It's hard to understand why geothermal gets overlooked so often in the discussion of renewable energy. It runs 24/7, produces almost no emissions, and is economically competitive with traditional energy sources. But time after time, public discussions list solar, wind, and biofuels only. Charles Baron from Google noted that YouTube videos labelled 'geothermal' were uploaded 4,500 times, compared to 70-80,000 for solar and wind, and 209,000 for 'dancing babies.'
That may be changing. We attended the DOE Geothermal Technology Program Peer Review in the DC area recently and were astounded at the breadth of research, innovation, success stories, and overall enthusiasm in the geothermal community. DOE has 200 externally funded projects in the queue (including our work to build, deploy, and populate the National Geothermal Data System). Industry and local communities are pouring matching funds into the pot to leverage the one-time federal monies coming from the stimulus package.

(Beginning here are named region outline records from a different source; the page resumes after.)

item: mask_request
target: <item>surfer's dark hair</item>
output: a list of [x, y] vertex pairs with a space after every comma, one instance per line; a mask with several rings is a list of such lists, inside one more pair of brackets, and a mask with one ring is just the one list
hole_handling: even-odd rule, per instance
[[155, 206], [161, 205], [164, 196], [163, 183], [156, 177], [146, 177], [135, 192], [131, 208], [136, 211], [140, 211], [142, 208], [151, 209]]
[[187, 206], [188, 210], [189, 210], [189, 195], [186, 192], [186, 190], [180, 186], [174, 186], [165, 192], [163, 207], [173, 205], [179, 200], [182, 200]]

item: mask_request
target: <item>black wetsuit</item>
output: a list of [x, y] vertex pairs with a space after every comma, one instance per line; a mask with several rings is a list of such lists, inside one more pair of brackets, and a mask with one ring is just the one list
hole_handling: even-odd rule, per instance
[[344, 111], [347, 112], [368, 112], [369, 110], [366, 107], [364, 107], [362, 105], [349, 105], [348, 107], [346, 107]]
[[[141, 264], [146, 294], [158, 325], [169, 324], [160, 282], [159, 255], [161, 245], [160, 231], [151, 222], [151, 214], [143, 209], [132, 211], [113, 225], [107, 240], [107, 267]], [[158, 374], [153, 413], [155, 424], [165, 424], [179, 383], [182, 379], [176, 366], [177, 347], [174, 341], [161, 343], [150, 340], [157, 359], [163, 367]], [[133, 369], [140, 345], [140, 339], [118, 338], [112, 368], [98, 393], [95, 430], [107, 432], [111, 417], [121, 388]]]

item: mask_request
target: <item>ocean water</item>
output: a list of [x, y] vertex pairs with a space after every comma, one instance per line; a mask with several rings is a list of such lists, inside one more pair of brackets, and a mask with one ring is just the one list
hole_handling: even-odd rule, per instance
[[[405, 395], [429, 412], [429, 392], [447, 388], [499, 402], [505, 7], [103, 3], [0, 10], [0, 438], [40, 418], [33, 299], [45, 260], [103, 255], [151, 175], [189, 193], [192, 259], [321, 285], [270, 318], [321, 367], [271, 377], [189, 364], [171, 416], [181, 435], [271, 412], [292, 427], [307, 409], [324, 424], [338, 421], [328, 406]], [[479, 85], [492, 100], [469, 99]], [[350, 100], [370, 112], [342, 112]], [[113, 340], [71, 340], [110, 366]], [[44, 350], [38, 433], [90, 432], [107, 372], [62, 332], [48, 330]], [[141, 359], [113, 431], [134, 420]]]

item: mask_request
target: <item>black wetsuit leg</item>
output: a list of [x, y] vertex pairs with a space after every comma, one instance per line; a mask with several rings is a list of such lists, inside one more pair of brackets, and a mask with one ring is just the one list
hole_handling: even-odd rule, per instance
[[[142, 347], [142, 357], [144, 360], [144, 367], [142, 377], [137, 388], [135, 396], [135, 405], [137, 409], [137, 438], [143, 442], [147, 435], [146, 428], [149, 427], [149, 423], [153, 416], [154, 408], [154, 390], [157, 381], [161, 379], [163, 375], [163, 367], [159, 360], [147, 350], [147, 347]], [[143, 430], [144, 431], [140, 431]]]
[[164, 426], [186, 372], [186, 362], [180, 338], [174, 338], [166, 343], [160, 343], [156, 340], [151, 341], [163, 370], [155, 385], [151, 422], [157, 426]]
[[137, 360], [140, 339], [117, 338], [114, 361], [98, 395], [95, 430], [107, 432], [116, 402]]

Worldwide, 10,000 MW of geothermal produced electricity is meeting the needs of 52 million people. DOE official Steve Chalk said there is 3 GW of geothermal electricity producing today in the US with 7 GW of new production in the construction pipeline.
But the big news is the expansion of geothermal from traditional utility hydrothermal power production to small, distributed low-temperature resources. This includes projects like Chena Hot Springs (Alaska) production of electricity from 165F water using a binary power plant [right, Credit, Chena Hot Springs]. Resort owner Bernie Karl has become a legend in the industry for pioneering this use of low temperature water.
There was $274 million of new financing for geothermal energy in the 1st quarter of 2010 and more companies are moving into the market place, including Siemens who will manufacture geothermal turbines.
I could go on with lots of examples from the many pages of notes I took from the presentations and discussions, but I'll do that with some later posts.